Display a list of grouped menu items (ie starters, entrees) with prices
Each item has a + to add it to the cart
Cart with purchased items and total
Checkout button to make the purchase
4) When user clicks “Checkout”
Confirm payment with venmo TO the venue for the items in their cart
Display “Thank you for ordering” page that also includes instructions
Your order for x y and z has been sent to Pinzler Express
When it is ready, you’ll be notified by SMS OR email and you can pick it up at the counter
Send a SMS to the venue’s phone “You got a new order from Check In Take Out. Click here to see it: xxxx”. Link goes to POS app.
5) Venue “point of sale” web app
Incoming orders list (populate when a user pays for an order)
Order number on left (this identifies who gets which order from the counter)
Lists all the items and prices in the order + total amount paid
“It’s ready” (green) button: When the order is ready for pickup, venue clicks this to change order state.
- Clicking this triggers a SMS and email alert to the user saying “Your order for x y and z is ready for pickup. Please mention #27 when picking up.” Email would contain their full receipt.
“Picked up” (red) button: When user picks up the order, venue “clears” the order by changing status to picked up, and it moves to “Completed” tab list.
We had a little powow but were able to get to work pretty quickly. (I wasn’t on my phone the whole time, just in this picture!)
I set out to make sure my team was properly situated. Foursquare has a cool office but the seating arrangements were all wooden picnic tables. So I poked around a bit, talked to my buddy Hoff (a developer at 4sq) and got a table set up along with 4 legit comfy chairs. I’d like to think that had an impact!
Kennedy brought his awesome camera and snapped some great pics.
I thought it would be awesome if we could present the hack along with a restaurant that was actually using it. So I talked to the Venmo folks and told them all about the idea and asked if they knew a few venues that accept Venmo as a payment option. A few hours later, I headed out with Jesse (android dev at venmo) and Ana and we hit up three spots: Loving Hut, Cafe Grumpy and Pita Grill.
I explained to each what foursquare and venmo were and that we were building a new app that day that would allow their customers to make a purchase through Foursquare. They all seemed pretty interested but obviously this is a tough thing to get people to use and to convince restaurants to adopt. But, as startup people say: GTF out of the building. So that’s what I did.
This is the pitch I cooked up.
Lines suck. Credit cards suck. And awkwardly waiting for your food sucks.
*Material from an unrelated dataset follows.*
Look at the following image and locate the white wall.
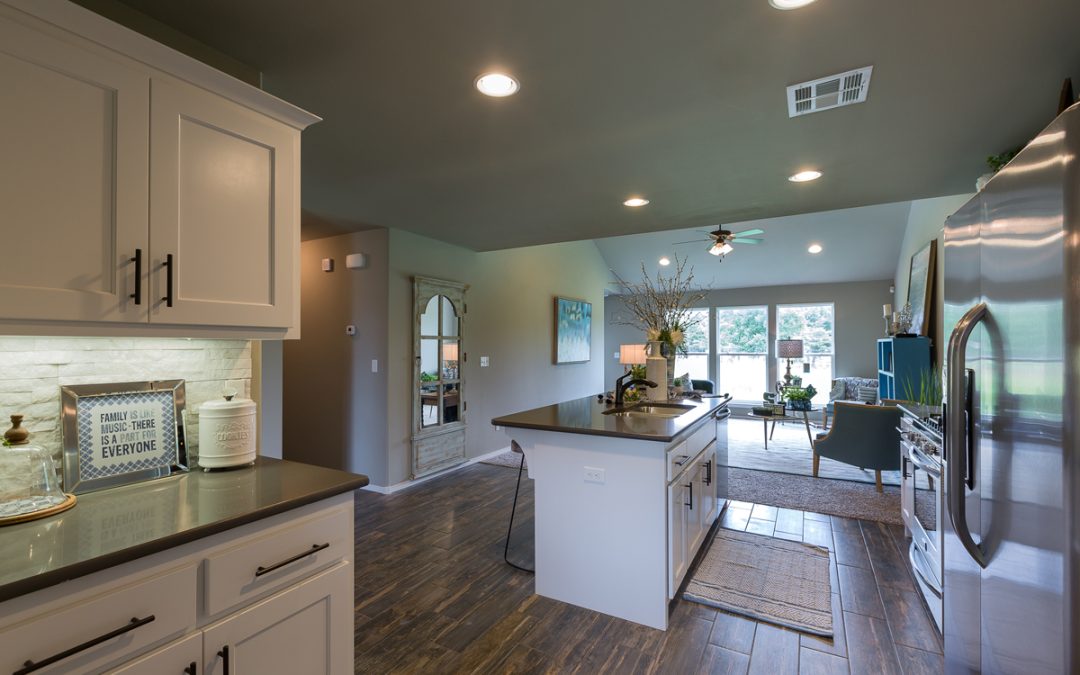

Check in Take out is a connected 4sq app that lets you check in as usual, order directly off the menu, pay with venmo and get an alert when your order is ready. Complete with a merchant view for handling orders.
So let’s go to Loving Hut, an awesome vegan spot in Chelsea that accepts venmo. But there’s a crazy long line. I’ll check in and get the option to order from their menu - straight from the foursquare api.
I like the Edamame and loving hut chips so i’ll add em to my cart. Then i can checkout and pay for this on venmo directly to the restaurant. Now I can go back to something other than waiting on this long shitty line….
At this point, the lovely lady at loving hut will get an SMS that there’s a new order and see that I paid on venmo. Here’s the merchant view. When my order is ready… she’ll click “its ready”.
Then, I get an SMS alert saying to go pick up my order! - and there it stands.
This is pretty awesome. We streamlined the entire in-person order experience using foursquare and venmo. But “Check in Take out” is more than just a little hack idea. This afternoon I went to three cafes and restaurants that accept venmo - including Loving Hut - and demo’d the app and the idea. They loved it.
Check In Take out dot com - We cut the line for you and ate up your credit card. This is how ordering is meant to be done and it’s here now.
(when I get the video of my actual pitch, I’ll embed it here)
Here is a demo of the app w/o narration.
The profile for Check In Take Out is on Hacker League.
We won the Venmo prize - $500 - which was pretty sweet.